We all agreed that ice cream without seeds was best so I got saddled with the task of removing the seeds from the strawberry pulp.  Not a difficult process, but definately time-comsuming.  I sent them both outside to run around the yard a few times while I pushed the pulp through a sieve.  They both returned panting just as I finished up.  The rest was easy.  Eli dumped in the sweetened condensed milk and the cup of milk, (pre-measured, of course) Abby measured out a 1/4 cup of sugar and I squeezed in a tablespoon of lemon juice.  We let Elijah stir it all up and then I poured it into the ice cream maker.  Both of them were riveted for about 45 seconds, and then the questioning began, "Is it ready yet?  Is it ready yet?  Is it ready yet?"   I finally kicked them out to go play for awhile.  They each came back to check on it about 600 times, and after about 20 minutes I reached my limit.  The mixture looked to be as frozen as it was going to get, which put it at the consistency of a loose milk shake.  If I could have waited another 10 minutes it may have been a bit thicker, but I was tired of them coming in and out of the house and never closing the door.  I gave them each a small cup of the strawberry shake and poured the rest into a plastic container and put it in the freezer.
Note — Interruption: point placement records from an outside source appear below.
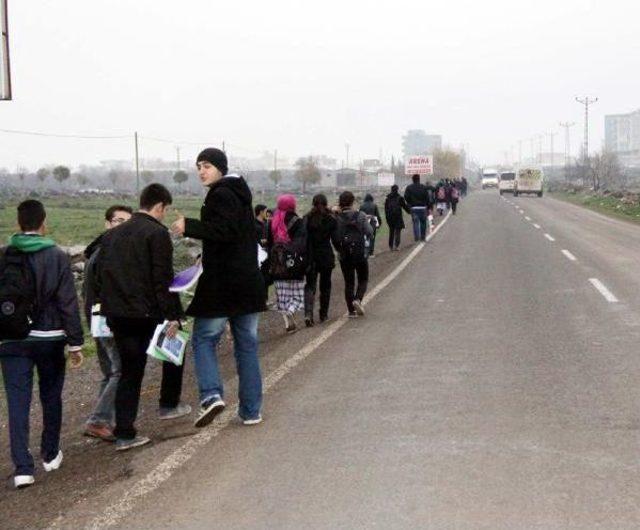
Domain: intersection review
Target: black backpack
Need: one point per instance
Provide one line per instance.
(289, 261)
(352, 243)
(17, 295)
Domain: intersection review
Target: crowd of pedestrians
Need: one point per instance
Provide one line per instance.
(128, 275)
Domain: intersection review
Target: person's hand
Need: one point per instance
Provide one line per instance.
(178, 227)
(172, 328)
(76, 358)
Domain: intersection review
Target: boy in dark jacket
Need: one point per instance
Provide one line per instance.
(135, 270)
(101, 420)
(231, 288)
(56, 323)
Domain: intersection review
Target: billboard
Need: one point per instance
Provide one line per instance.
(5, 71)
(420, 164)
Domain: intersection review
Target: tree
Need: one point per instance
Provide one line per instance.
(446, 164)
(276, 177)
(180, 177)
(147, 176)
(307, 172)
(42, 174)
(113, 177)
(61, 173)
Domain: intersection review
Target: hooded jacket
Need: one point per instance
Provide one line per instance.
(231, 283)
(57, 315)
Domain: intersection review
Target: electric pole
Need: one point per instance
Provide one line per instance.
(587, 102)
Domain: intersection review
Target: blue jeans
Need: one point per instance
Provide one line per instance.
(18, 360)
(206, 337)
(419, 218)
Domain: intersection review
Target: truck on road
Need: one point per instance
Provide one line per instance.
(529, 180)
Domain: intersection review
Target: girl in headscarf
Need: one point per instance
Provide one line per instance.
(286, 227)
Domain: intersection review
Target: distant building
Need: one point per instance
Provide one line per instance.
(622, 136)
(418, 142)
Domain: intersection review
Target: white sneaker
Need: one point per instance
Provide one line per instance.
(23, 481)
(54, 464)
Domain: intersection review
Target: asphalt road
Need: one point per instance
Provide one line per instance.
(494, 384)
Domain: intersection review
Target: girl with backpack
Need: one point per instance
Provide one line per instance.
(349, 240)
(288, 254)
(393, 206)
(321, 225)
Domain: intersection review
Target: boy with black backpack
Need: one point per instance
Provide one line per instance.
(39, 316)
(349, 241)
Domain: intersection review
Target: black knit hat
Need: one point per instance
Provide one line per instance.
(215, 157)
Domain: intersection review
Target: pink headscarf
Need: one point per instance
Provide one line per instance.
(286, 203)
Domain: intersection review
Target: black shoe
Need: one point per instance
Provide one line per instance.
(209, 410)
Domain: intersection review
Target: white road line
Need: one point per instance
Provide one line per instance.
(602, 289)
(114, 513)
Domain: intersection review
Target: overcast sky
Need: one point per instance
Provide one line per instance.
(306, 77)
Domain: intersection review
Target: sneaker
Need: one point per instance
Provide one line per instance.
(165, 413)
(123, 444)
(252, 421)
(209, 409)
(23, 481)
(357, 305)
(54, 464)
(102, 432)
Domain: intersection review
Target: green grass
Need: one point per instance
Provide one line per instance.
(607, 205)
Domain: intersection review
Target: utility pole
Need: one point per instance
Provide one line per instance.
(587, 102)
(135, 136)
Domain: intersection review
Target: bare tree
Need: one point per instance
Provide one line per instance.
(307, 172)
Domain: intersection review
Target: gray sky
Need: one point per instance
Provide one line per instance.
(307, 78)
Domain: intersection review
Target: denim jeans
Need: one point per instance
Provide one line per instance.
(18, 361)
(104, 412)
(206, 337)
(419, 218)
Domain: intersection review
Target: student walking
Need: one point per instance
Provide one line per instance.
(370, 208)
(394, 205)
(321, 225)
(135, 270)
(35, 337)
(230, 290)
(287, 241)
(418, 199)
(102, 419)
(349, 240)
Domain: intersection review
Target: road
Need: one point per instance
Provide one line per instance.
(495, 383)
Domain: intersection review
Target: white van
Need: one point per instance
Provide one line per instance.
(507, 182)
(489, 178)
(529, 180)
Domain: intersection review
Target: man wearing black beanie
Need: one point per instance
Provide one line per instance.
(230, 289)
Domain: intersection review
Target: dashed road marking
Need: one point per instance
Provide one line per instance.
(602, 289)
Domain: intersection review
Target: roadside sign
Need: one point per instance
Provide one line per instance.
(419, 164)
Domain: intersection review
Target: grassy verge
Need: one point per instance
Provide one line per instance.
(604, 204)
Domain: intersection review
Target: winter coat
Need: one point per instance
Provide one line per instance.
(417, 194)
(134, 271)
(393, 206)
(231, 283)
(320, 228)
(57, 314)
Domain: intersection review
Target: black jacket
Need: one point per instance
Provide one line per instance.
(320, 228)
(371, 208)
(393, 206)
(134, 271)
(231, 284)
(417, 194)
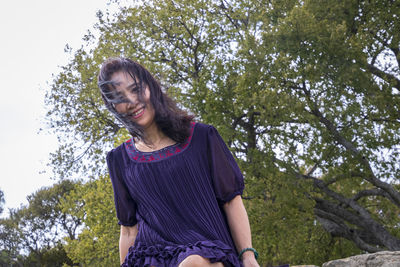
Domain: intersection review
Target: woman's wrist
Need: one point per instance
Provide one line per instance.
(248, 253)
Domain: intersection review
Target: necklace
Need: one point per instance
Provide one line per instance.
(162, 143)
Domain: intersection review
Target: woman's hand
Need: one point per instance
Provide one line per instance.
(250, 262)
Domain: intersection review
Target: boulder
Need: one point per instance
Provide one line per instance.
(379, 259)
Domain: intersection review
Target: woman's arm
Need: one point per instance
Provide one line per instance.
(240, 229)
(126, 240)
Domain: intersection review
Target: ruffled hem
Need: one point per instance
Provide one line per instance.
(158, 255)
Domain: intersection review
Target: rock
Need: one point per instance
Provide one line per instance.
(379, 259)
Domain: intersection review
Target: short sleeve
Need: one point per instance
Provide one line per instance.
(125, 206)
(226, 175)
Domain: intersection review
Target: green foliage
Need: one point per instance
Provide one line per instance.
(97, 243)
(306, 94)
(2, 201)
(31, 235)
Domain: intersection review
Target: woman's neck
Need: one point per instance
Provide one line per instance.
(155, 139)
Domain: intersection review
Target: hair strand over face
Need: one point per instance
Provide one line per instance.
(171, 120)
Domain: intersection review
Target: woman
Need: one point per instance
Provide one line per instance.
(177, 188)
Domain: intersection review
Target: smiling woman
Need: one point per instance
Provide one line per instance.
(177, 187)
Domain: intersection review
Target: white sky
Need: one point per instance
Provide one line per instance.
(33, 35)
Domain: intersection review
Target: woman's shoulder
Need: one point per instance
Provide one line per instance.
(203, 127)
(117, 154)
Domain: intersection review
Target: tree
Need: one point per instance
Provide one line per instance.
(32, 234)
(97, 243)
(2, 201)
(304, 92)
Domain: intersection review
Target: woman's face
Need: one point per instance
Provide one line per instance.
(141, 113)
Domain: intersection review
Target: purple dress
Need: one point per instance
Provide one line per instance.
(175, 195)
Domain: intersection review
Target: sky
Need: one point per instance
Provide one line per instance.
(33, 38)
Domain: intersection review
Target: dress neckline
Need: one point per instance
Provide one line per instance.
(160, 154)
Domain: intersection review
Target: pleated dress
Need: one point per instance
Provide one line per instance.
(176, 197)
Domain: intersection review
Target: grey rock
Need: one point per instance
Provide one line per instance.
(379, 259)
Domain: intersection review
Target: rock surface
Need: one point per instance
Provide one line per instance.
(379, 259)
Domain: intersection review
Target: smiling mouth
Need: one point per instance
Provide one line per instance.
(138, 113)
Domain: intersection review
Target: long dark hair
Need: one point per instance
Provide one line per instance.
(171, 120)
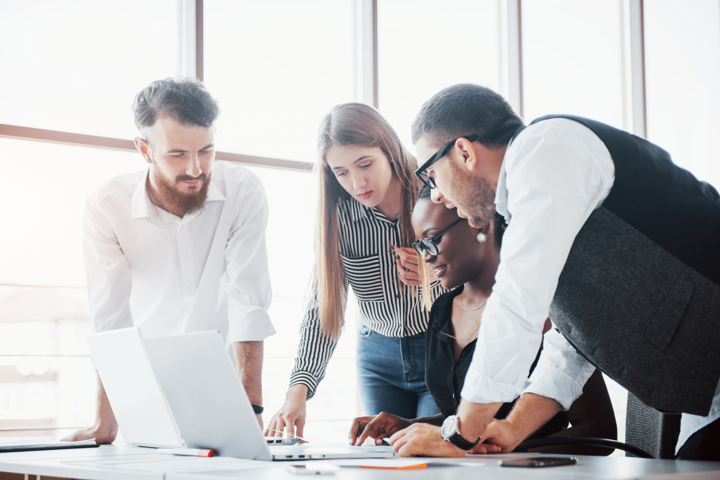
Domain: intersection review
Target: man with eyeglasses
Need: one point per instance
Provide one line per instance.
(607, 237)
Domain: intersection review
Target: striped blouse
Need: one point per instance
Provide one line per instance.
(366, 237)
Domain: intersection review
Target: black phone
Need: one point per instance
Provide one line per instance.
(538, 462)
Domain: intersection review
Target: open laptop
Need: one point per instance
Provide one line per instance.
(203, 395)
(135, 395)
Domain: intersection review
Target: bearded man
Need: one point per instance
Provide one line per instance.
(179, 247)
(608, 237)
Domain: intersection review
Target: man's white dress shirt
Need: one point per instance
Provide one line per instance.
(554, 175)
(169, 275)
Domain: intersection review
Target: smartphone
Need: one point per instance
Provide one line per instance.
(315, 468)
(537, 462)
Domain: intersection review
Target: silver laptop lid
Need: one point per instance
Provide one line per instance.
(205, 394)
(134, 393)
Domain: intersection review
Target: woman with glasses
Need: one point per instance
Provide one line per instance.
(364, 233)
(465, 260)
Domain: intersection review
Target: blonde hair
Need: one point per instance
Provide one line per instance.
(352, 124)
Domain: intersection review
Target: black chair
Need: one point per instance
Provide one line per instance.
(651, 430)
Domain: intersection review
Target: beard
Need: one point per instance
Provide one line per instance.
(476, 197)
(176, 202)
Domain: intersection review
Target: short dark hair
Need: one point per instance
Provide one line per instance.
(186, 100)
(463, 110)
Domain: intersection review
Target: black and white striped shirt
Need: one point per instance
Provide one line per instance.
(366, 237)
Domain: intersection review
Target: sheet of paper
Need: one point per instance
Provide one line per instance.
(174, 464)
(40, 441)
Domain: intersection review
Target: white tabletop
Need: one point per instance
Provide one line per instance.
(114, 462)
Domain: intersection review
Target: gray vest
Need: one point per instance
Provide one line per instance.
(639, 295)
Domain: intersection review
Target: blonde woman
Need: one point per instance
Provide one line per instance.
(364, 233)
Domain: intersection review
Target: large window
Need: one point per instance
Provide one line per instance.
(425, 46)
(75, 66)
(72, 68)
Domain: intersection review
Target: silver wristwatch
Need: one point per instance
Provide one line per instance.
(450, 432)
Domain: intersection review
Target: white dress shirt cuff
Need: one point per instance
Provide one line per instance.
(479, 388)
(551, 382)
(249, 325)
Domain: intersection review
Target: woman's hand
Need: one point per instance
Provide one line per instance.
(291, 416)
(407, 264)
(377, 427)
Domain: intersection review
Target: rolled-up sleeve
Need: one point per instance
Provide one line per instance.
(558, 172)
(561, 371)
(249, 290)
(109, 282)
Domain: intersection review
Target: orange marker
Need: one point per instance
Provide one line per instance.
(188, 452)
(406, 467)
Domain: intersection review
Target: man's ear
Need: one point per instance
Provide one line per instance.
(466, 154)
(143, 147)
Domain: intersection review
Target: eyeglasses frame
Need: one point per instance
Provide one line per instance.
(420, 245)
(420, 172)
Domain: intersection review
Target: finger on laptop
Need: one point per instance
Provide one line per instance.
(358, 427)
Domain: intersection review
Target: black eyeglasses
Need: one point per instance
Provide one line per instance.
(420, 172)
(429, 244)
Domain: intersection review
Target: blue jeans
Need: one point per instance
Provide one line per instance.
(391, 374)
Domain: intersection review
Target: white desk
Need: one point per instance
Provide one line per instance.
(115, 462)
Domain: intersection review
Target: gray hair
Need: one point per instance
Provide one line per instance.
(463, 110)
(186, 100)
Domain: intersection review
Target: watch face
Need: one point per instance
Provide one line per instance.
(449, 427)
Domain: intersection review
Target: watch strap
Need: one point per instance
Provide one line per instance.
(461, 443)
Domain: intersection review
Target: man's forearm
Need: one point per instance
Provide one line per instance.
(249, 357)
(531, 412)
(475, 417)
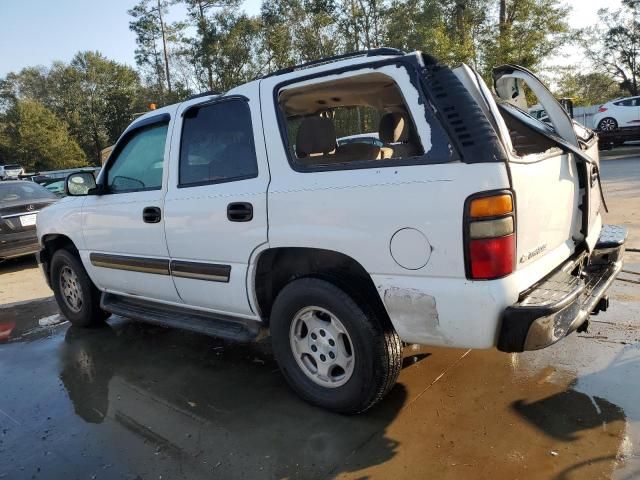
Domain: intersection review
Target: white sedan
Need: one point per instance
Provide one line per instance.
(619, 113)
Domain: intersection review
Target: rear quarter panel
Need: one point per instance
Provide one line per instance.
(357, 212)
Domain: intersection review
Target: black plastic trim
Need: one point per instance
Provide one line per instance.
(208, 323)
(157, 266)
(211, 102)
(384, 51)
(201, 271)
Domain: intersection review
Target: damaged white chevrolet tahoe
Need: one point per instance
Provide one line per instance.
(459, 220)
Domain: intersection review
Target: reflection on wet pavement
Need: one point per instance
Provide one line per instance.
(136, 401)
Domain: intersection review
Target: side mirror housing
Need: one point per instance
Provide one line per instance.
(80, 183)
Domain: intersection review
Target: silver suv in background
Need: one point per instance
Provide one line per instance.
(10, 172)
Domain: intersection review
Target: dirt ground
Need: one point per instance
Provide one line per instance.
(134, 401)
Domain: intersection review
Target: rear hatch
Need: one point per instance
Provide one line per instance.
(18, 217)
(553, 166)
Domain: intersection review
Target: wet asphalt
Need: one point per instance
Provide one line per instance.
(135, 401)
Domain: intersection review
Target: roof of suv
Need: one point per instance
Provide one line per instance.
(327, 63)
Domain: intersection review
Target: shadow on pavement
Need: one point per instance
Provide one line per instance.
(200, 402)
(13, 265)
(573, 415)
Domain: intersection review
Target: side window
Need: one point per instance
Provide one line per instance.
(630, 102)
(138, 165)
(344, 122)
(217, 144)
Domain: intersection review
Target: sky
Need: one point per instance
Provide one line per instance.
(37, 32)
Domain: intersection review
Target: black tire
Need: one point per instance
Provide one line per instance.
(377, 349)
(608, 124)
(89, 312)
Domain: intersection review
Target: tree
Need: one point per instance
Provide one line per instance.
(37, 139)
(202, 45)
(526, 32)
(95, 96)
(613, 45)
(585, 88)
(150, 28)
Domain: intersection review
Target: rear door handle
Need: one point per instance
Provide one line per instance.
(152, 215)
(240, 212)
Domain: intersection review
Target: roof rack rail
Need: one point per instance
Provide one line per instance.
(202, 94)
(376, 52)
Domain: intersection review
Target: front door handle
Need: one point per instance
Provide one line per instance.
(240, 212)
(151, 215)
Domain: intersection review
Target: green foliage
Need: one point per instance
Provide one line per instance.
(528, 32)
(590, 88)
(613, 45)
(95, 96)
(37, 139)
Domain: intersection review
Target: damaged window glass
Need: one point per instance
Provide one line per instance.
(357, 118)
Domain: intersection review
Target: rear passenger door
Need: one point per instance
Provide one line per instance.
(123, 227)
(215, 208)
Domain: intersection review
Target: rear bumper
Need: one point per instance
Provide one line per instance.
(562, 302)
(18, 244)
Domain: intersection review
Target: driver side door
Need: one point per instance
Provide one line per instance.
(125, 248)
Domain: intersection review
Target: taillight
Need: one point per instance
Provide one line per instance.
(489, 236)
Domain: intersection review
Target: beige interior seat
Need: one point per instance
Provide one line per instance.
(316, 144)
(316, 137)
(395, 132)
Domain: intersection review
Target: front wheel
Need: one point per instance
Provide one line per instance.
(333, 352)
(608, 124)
(76, 295)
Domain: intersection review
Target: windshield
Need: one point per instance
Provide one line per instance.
(27, 191)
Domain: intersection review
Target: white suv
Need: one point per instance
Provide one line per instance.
(236, 215)
(10, 172)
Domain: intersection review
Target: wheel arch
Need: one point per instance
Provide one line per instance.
(52, 242)
(276, 267)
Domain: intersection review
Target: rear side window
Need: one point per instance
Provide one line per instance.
(356, 121)
(138, 163)
(217, 144)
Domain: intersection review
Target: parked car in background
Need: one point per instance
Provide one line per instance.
(10, 172)
(20, 202)
(240, 215)
(619, 113)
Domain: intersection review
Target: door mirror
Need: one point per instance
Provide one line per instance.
(80, 183)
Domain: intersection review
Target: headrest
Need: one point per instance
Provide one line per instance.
(394, 128)
(315, 135)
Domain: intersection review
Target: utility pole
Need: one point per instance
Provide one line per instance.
(164, 46)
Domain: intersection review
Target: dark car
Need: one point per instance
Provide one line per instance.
(20, 201)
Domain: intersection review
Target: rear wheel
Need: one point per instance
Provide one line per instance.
(76, 295)
(608, 124)
(333, 352)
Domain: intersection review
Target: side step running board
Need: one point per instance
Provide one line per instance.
(230, 328)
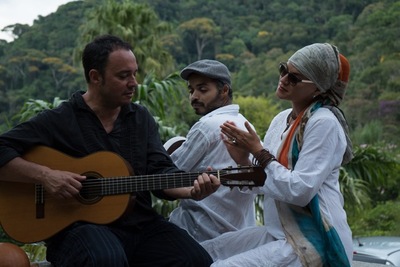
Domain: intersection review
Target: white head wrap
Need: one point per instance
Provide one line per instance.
(323, 65)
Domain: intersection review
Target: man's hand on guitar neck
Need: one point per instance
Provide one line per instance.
(60, 184)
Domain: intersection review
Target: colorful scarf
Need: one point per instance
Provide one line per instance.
(314, 240)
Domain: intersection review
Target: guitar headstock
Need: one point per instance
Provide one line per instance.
(242, 176)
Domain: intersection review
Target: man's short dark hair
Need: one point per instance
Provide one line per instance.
(95, 54)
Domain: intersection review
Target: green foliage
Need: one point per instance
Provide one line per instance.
(381, 220)
(258, 110)
(36, 251)
(135, 23)
(378, 170)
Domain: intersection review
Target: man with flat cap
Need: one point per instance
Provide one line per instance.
(210, 92)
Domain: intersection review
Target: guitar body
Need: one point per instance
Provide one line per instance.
(29, 214)
(26, 221)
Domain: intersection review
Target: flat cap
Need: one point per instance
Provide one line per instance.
(210, 68)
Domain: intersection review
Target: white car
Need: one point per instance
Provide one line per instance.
(377, 249)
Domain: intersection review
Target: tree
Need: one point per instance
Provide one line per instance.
(199, 31)
(138, 25)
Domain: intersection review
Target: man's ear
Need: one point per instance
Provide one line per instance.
(95, 76)
(225, 90)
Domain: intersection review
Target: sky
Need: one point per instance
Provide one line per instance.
(25, 12)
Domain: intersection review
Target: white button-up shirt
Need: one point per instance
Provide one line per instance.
(227, 209)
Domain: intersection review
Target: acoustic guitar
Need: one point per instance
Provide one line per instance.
(29, 214)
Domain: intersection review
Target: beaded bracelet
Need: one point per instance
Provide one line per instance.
(263, 158)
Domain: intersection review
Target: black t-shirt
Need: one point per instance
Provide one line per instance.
(74, 129)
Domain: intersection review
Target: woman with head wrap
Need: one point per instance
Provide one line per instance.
(303, 150)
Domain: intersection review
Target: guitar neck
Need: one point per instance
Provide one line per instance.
(137, 183)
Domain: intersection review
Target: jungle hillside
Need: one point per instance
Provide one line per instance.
(42, 67)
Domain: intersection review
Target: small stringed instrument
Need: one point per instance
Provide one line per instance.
(29, 214)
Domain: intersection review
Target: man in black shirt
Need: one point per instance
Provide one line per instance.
(104, 119)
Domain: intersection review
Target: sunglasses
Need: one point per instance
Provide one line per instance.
(292, 78)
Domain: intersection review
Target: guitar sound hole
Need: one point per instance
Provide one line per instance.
(91, 189)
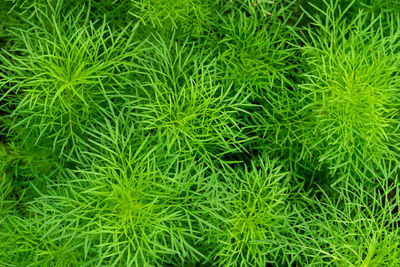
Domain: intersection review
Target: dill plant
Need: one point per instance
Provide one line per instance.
(181, 103)
(357, 225)
(190, 18)
(63, 74)
(351, 96)
(129, 203)
(257, 54)
(256, 215)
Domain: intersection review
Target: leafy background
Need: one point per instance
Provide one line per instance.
(199, 133)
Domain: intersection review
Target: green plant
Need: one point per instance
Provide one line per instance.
(255, 216)
(351, 96)
(356, 226)
(62, 75)
(181, 104)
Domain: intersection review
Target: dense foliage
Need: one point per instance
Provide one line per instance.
(199, 133)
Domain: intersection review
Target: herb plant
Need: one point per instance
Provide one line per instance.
(199, 133)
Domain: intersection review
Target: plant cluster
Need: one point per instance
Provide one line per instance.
(199, 133)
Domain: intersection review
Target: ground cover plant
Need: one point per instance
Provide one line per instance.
(199, 133)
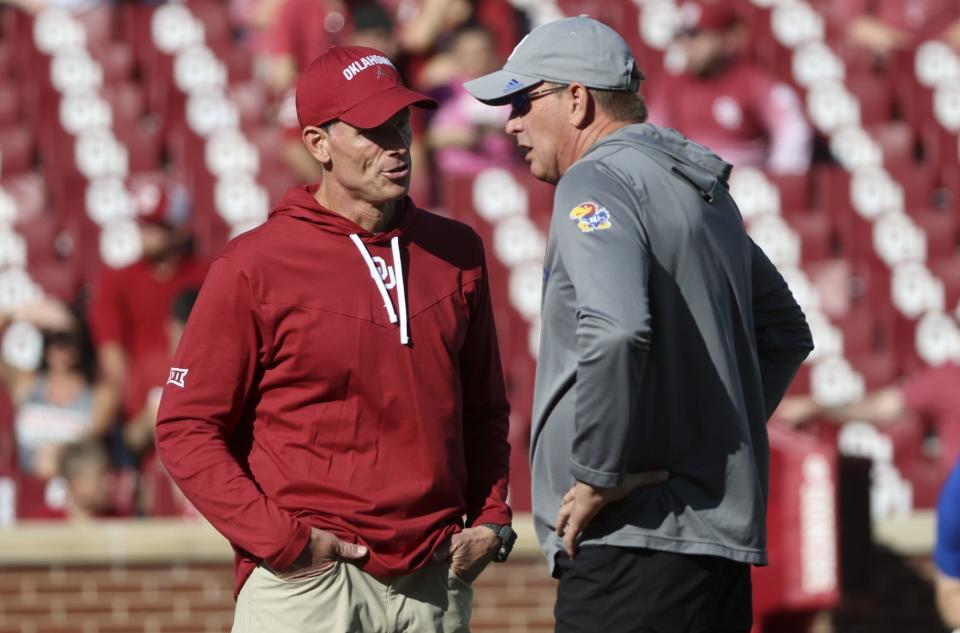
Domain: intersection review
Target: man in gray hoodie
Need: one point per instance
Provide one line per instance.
(668, 339)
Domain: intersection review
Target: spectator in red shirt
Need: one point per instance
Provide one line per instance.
(89, 480)
(158, 495)
(723, 101)
(931, 395)
(59, 403)
(129, 308)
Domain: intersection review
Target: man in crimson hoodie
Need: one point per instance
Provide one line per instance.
(336, 406)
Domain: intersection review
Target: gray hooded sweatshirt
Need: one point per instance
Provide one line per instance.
(668, 339)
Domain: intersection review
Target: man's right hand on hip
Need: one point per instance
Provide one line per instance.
(321, 552)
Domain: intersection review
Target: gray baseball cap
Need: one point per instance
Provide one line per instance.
(570, 50)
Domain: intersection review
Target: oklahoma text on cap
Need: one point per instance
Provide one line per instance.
(355, 84)
(576, 49)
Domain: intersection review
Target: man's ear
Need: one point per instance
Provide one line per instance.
(317, 141)
(580, 111)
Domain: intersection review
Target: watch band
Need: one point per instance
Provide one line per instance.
(507, 537)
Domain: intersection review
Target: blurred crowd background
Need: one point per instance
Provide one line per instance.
(136, 138)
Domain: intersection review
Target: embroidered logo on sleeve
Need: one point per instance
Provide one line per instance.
(177, 376)
(590, 217)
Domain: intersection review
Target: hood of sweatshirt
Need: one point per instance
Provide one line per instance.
(691, 162)
(299, 203)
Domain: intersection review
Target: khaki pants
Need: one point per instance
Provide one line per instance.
(344, 599)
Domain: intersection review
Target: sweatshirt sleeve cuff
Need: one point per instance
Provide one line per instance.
(285, 557)
(500, 516)
(596, 478)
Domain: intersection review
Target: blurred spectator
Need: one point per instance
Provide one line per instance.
(723, 101)
(931, 394)
(59, 403)
(128, 312)
(946, 552)
(465, 135)
(881, 27)
(158, 495)
(373, 28)
(85, 469)
(36, 6)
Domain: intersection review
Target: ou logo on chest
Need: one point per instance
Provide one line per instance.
(385, 272)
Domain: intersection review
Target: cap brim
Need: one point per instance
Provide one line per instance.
(383, 105)
(497, 87)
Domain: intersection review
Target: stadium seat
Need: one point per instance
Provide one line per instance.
(897, 142)
(16, 150)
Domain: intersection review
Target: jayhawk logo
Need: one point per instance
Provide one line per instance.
(590, 217)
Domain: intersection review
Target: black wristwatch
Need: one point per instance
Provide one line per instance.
(507, 538)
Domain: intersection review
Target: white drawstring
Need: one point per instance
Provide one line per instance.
(401, 293)
(378, 280)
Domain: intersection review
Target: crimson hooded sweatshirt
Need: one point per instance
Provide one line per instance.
(333, 378)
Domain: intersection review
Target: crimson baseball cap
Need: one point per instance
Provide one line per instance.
(578, 49)
(355, 84)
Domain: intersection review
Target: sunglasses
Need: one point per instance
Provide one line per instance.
(520, 101)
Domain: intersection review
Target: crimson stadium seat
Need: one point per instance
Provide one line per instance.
(16, 150)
In truth, the process was so quick I felt like we really didn't do anything at all.  I think I've become accustomed to more lengthy projects that involve some sort of cooking.  This was fun and a nice change of pace.  It was perfect for a four year old who is physically incapable of sitting still.  Although it was a little trying for me at the time, I can see now that even the act of running back and forth to check on it's progress was perfect for him.  Unlike having to peer through the oven door and wait for something to cook, he was able to turn waiting into an activity.  Ice cream is practically a staple at our house; we eat it all year long.  I don't know why I feel like we have to wait for summer to make our own.  Now that I know you can make a pretty yummy ice cream without having to cook a custard base first, I'm sure we'll be making it more often.  And for the record, I prefer Tazmanian Devil Eli.  I'm used to seeing him as a constant blur of motion.  Zoned-out Eli kind of freaks me out.

1 comment:

  1. I also prefer the Taz version of Eli, however, I have yet to even see the very rare zoned out version!